Uncertainty-Aware Camera Pose Estimation from Points and Lines
- URL: http://arxiv.org/abs/2107.03890v1
- Date: Thu, 8 Jul 2021 15:19:36 GMT
- Title: Uncertainty-Aware Camera Pose Estimation from Points and Lines
- Authors: Alexander Vakhitov, Luis Ferraz Colomina, Antonio Agudo, Francesc
Moreno-Noguer
- Abstract summary: Perspective-n-Point-and-Line (Pn$PL) aims at fast, accurate and robust camera localizations with respect to a 3D model from 2D-3D feature coordinates.
- Score: 101.03675842534415
- License: http://arxiv.org/licenses/nonexclusive-distrib/1.0/
- Abstract: Perspective-n-Point-and-Line (P$n$PL) algorithms aim at fast, accurate, and
robust camera localization with respect to a 3D model from 2D-3D feature
correspondences, being a major part of modern robotic and AR/VR systems.

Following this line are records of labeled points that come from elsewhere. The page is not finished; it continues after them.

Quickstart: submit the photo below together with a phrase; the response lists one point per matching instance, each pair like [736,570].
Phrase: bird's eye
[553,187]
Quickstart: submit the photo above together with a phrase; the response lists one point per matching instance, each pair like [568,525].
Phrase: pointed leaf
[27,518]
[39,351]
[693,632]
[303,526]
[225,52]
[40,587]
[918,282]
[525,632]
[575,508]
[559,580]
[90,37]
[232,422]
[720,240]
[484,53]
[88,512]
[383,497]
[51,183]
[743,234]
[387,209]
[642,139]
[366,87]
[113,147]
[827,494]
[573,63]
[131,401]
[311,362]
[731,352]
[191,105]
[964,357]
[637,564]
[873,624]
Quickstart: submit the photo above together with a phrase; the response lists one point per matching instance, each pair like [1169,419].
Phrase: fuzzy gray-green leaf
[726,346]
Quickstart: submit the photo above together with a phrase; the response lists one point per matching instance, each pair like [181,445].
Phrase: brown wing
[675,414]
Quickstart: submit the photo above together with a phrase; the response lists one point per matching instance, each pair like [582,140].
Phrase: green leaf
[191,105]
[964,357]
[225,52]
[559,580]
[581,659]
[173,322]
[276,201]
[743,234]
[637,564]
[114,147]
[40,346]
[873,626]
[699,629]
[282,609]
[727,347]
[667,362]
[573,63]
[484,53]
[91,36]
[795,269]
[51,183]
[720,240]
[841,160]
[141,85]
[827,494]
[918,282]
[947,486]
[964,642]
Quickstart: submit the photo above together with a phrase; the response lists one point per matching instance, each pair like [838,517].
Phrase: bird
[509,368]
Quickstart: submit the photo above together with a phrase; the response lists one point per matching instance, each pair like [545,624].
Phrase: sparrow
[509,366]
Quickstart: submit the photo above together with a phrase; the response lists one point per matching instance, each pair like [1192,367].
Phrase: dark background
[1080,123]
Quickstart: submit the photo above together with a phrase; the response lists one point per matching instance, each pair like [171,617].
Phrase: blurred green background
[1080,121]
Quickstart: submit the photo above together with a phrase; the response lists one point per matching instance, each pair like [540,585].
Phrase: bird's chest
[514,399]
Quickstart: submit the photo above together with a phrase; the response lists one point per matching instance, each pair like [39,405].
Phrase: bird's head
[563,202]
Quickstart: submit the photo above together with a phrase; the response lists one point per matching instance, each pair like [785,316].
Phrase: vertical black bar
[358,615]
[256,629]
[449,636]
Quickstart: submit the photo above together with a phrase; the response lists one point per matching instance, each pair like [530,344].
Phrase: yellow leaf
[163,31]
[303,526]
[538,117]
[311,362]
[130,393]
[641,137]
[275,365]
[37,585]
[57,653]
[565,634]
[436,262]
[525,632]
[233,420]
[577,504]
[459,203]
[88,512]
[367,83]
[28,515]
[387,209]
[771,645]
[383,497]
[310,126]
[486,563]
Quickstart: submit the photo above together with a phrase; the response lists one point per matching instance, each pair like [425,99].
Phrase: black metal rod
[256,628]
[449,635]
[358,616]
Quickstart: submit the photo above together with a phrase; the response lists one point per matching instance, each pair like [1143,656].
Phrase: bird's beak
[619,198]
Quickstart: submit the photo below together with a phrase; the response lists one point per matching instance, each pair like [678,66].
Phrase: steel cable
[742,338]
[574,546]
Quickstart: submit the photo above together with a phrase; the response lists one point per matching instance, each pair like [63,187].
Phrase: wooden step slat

Current point-based pose estimation methods use only 2D feature detection
uncertainties, and the line-based methods do not take uncertainties into
account. In our setup, both 3D coordinates and 2D projections of the features
are considered uncertain. We propose PnP(L) solvers based on EPnP and DLS for
the uncertainty-aware pose estimation. We also modify motion-only bundle
adjustment to take 3D uncertainties into account. We perform exhaustive
synthetic and real experiments on two different visual odometry datasets. The
new PnP(L) methods outperform the state-of-the-art on real data in isolation,
showing an increase in mean translation accuracy by 18% on a representative
subset of KITTI, while the new uncertain refinement improves pose accuracy for
most of the solvers, e.g. decreasing mean translation error for the EPnP by 16%
compared to the standard refinement on the same dataset. The code is available
at https://alexandervakhitov.github.io/uncertain-pnp/.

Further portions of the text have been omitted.